Hugh closed the door after the lad.
“You’re not going to be too busy to see me this morning, Slotman, for I have interesting things to discuss with you.”
“I am a busy man,” Slotman began nervously.
“Very!” said Hugh—“very, so I hear.”
He stepped into the room, and faced Slotman across the paper-littered table.
“I have been hearing about some of your enterprises,” he said, and there was that in his face that caused Mr. Slotman a feeling of insecurity and uneasiness. “One of them is blackmail!”
“How dare—” Slotman began, with an attempt at bluster.
“That’s what I am here for; to dare. You have been blackmailing a young lady whose name we need not mention. You have obtained the sum of three thousand pounds from her, by means of threats. I want that money—and more; I want a declaration from you that you will never molest her again; for if you do—if you do—”
Hugh’s face was not good to see, and Mr. Slotman quivered uneasily in his chair.
“The—the money was lent to me. Miss Meredyth worked for me, and—and I went to her, explaining that my business was in a precarious condition, and she very kindly lent me the money. And I haven’t got it, Mr. Alston. I’ll swear I haven’t a penny of it left. I could not repay it if I wanted to; it—it was a friendly loan.”
Slotman leaned back in his chair; he looked at Hugh.
“You have done me a cruel wrong, Mr. Alston,” he said, in the tone of a deeply injured man. “Miss Meredyth worked for me, and while she was here I respected her, even more.” He paused. “At any rate I respected her. She attracted me, and, I will confess it, I fell in love with her. She was poor; she had nothing then to tempt a fortune hunter, and thank Heaven I can say I was never that. I asked her to be my wife, no man could do more, no man could act more honourably. You’ll admit that, eh? You must admit that?”
“And she refused you?”
“Not—not definitely. It was too good an offer for a girl in her position to refuse without consideration.”
“You lie!”
Slotman shifted uneasily. “I cannot force your belief.”

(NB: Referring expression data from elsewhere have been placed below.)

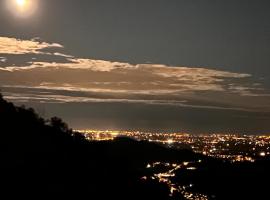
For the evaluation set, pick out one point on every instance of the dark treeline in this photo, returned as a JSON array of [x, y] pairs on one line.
[[45, 159]]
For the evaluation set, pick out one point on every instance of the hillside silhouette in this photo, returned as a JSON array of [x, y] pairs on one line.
[[44, 159]]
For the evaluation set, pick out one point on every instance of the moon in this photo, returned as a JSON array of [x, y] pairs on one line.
[[22, 8], [21, 3]]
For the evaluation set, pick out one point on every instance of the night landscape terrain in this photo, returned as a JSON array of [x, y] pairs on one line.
[[46, 157], [129, 99]]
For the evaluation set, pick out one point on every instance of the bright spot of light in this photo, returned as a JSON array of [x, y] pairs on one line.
[[262, 154], [170, 141], [21, 2]]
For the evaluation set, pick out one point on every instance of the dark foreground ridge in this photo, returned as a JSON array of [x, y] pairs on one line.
[[45, 159]]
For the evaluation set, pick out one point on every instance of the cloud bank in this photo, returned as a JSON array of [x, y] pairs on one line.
[[36, 73]]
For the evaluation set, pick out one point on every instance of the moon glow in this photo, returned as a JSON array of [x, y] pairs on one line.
[[22, 8]]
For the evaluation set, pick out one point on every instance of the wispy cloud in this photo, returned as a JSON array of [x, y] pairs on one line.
[[17, 46], [89, 80]]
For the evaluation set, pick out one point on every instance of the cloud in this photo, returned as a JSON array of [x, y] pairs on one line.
[[88, 80], [18, 47]]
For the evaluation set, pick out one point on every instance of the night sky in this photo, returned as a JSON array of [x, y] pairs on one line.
[[185, 65]]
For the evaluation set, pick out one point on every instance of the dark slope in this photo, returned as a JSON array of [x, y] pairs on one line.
[[46, 159]]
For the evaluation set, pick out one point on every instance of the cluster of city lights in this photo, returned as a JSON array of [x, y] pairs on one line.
[[233, 147], [166, 177]]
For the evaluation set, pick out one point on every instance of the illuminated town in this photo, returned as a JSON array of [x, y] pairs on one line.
[[233, 147]]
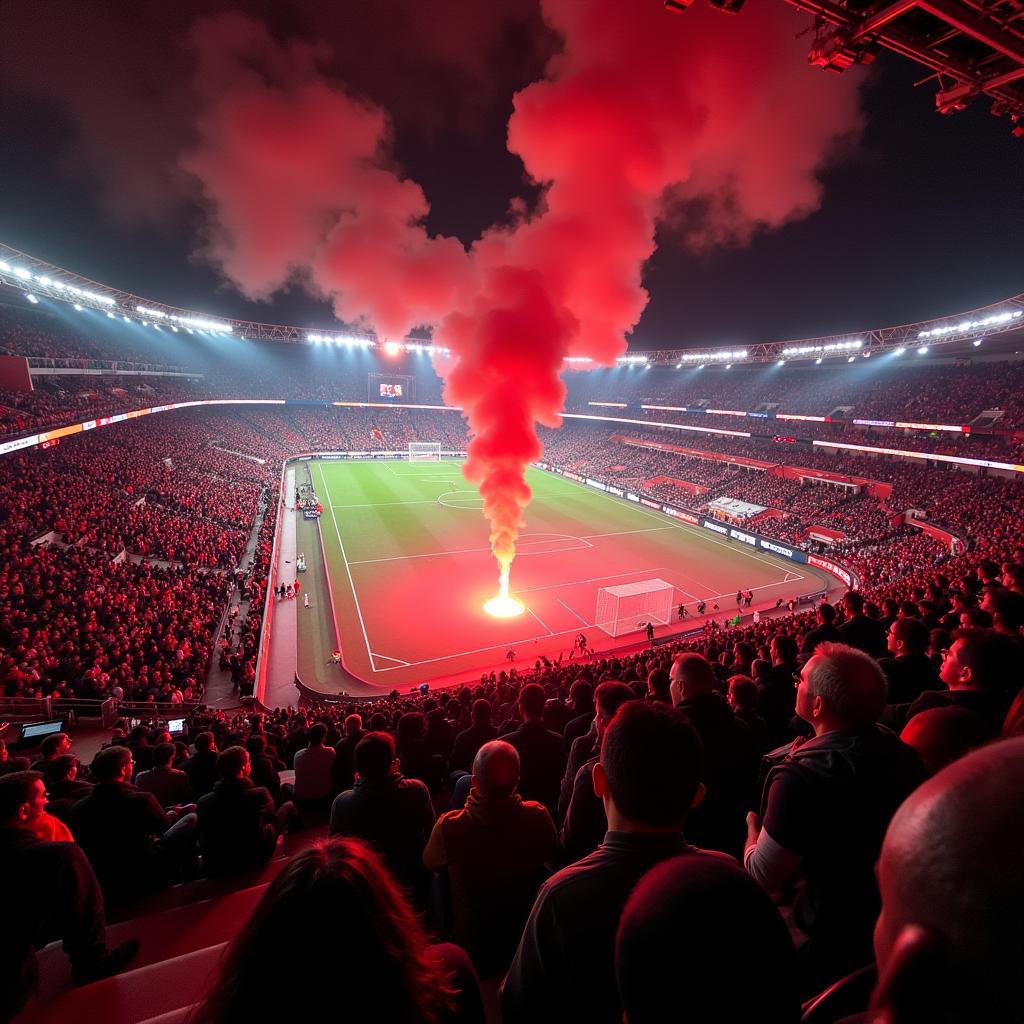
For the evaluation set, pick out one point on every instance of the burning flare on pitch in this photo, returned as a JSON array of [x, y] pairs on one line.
[[504, 606]]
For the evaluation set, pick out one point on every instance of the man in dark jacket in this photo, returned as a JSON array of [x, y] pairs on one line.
[[776, 700], [908, 670], [392, 813], [731, 757], [824, 631], [824, 809], [64, 787], [648, 777], [470, 740], [344, 754], [237, 825], [585, 822], [202, 766], [49, 892], [979, 669], [169, 785], [860, 631], [127, 836], [542, 754], [263, 768], [582, 702], [495, 851]]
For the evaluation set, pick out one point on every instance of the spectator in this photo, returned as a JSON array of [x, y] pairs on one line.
[[978, 669], [582, 699], [392, 813], [495, 851], [470, 740], [169, 785], [825, 807], [127, 836], [742, 697], [10, 764], [263, 771], [585, 822], [542, 755], [52, 747], [314, 772], [824, 631], [337, 904], [680, 919], [942, 735], [648, 777], [238, 829], [948, 940], [731, 756], [344, 754], [202, 766], [64, 787], [50, 890], [1007, 609], [776, 701], [909, 671], [859, 631]]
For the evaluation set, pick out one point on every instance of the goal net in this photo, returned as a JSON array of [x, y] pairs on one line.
[[424, 452], [631, 606]]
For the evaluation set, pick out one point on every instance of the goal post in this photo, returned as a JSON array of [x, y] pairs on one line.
[[629, 607], [424, 452]]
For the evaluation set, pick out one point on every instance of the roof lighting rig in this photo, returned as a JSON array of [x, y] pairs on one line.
[[971, 49], [35, 279]]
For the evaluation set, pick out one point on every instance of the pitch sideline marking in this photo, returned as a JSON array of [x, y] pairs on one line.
[[351, 583]]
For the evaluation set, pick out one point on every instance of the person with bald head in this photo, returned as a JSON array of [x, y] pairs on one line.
[[731, 756], [495, 850], [824, 808], [948, 941]]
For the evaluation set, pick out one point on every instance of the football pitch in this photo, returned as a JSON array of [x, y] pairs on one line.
[[407, 567]]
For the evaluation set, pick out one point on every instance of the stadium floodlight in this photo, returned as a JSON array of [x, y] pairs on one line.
[[965, 327]]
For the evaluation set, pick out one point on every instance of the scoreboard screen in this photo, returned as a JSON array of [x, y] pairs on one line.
[[391, 388]]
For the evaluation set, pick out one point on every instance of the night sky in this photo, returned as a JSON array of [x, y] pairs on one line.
[[921, 215]]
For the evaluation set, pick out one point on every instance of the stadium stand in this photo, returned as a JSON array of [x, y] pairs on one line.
[[124, 552]]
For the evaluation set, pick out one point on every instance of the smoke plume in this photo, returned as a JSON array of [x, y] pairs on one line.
[[638, 112]]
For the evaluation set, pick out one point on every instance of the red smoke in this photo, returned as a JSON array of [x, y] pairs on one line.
[[639, 110]]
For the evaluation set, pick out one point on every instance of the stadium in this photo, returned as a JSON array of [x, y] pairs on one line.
[[422, 604]]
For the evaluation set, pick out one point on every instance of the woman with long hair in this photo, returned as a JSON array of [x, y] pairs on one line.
[[335, 935]]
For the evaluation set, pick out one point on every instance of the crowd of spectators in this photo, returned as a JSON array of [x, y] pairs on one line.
[[750, 779]]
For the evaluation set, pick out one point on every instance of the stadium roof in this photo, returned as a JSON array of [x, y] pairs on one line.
[[34, 278]]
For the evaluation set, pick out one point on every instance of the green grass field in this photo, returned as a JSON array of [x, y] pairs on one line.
[[407, 567]]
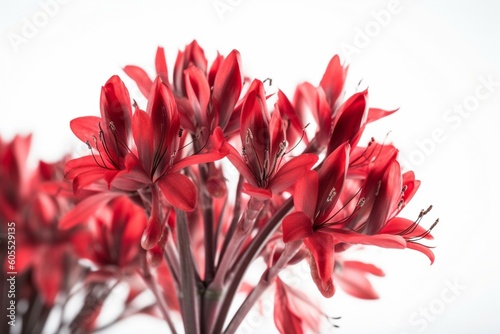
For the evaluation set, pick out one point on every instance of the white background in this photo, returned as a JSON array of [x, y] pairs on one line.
[[425, 58]]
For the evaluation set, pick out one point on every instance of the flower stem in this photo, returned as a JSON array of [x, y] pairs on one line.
[[242, 231], [208, 225], [248, 256], [189, 305], [160, 298], [265, 281]]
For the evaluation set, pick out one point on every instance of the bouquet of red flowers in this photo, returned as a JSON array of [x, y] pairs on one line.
[[216, 177]]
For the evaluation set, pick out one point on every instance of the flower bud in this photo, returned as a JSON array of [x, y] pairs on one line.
[[152, 233]]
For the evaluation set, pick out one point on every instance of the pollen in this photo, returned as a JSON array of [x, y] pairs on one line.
[[331, 195]]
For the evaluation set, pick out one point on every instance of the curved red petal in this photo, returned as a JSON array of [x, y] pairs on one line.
[[333, 81], [227, 87], [288, 174], [179, 190], [161, 65], [296, 226], [140, 77], [306, 194]]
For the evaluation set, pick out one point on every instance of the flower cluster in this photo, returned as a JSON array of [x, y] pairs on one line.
[[217, 173]]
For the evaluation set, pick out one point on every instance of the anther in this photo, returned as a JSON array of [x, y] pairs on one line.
[[331, 195], [379, 184], [249, 136]]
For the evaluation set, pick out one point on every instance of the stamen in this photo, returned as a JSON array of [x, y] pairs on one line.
[[378, 187], [249, 136], [300, 140], [331, 195]]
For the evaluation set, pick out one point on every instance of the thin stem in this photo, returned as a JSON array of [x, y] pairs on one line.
[[208, 225], [172, 260], [160, 298], [242, 231], [189, 306], [248, 256], [236, 217], [265, 281]]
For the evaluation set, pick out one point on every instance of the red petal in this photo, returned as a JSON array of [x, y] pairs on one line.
[[142, 130], [179, 190], [332, 175], [161, 65], [140, 77], [291, 171], [198, 93], [397, 225], [227, 87], [48, 272], [322, 251], [306, 194], [422, 249], [356, 284], [285, 319], [237, 161], [333, 81], [257, 192], [86, 208], [380, 240], [363, 267], [197, 159], [387, 197], [86, 128], [376, 114], [295, 126], [349, 121], [296, 226]]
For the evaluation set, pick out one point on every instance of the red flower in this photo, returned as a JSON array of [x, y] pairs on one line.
[[154, 159], [264, 147], [206, 99], [42, 250], [294, 312], [352, 277], [320, 218], [113, 235]]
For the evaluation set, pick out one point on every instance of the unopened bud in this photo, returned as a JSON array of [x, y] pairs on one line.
[[154, 255], [152, 234]]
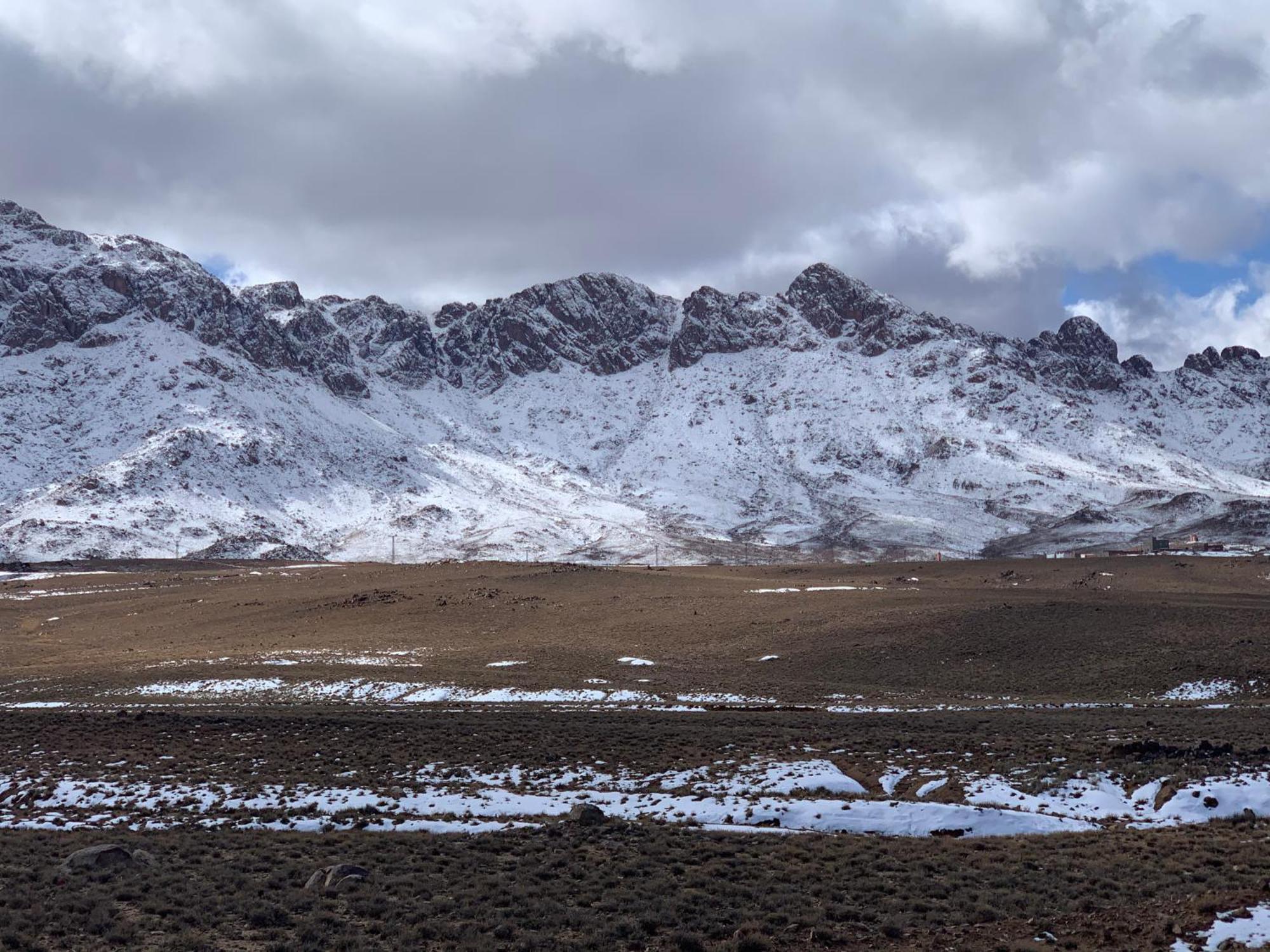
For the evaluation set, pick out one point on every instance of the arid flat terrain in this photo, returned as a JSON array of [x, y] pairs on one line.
[[993, 755]]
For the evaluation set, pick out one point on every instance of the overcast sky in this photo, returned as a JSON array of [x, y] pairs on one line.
[[1001, 162]]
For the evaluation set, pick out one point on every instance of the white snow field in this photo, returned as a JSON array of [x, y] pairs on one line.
[[802, 797]]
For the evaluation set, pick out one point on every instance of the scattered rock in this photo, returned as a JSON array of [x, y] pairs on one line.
[[332, 880], [587, 816], [106, 856]]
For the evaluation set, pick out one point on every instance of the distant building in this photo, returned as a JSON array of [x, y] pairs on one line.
[[1191, 544]]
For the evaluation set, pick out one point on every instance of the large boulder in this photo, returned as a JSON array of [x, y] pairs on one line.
[[336, 879], [106, 856], [587, 816]]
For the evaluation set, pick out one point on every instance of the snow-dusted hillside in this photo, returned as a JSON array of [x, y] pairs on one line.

“You’re right, you can’t. Well, go on—what more?”
“She came into this money; my proposal no longer tempted her. She then refused me, even though I told her that the past—her past—would be forgotten, that I would never refer to it.”
“What past?” Hugh shouted.
“Hers and yours,” Slotman said boldly. “A supposed marriage that never took place, her sudden disappearance from her school in June, nineteen hundred and eighteen, when that marriage was supposed to have been celebrated—but never was. Her story of leaving England for Australia—an obvious lie, Mr. Alston. All those things I knew. All those things I can prove—against her—and against you—and—and—” Slotman’s voice quivered. He leaped to his feet and uttered a shout for help.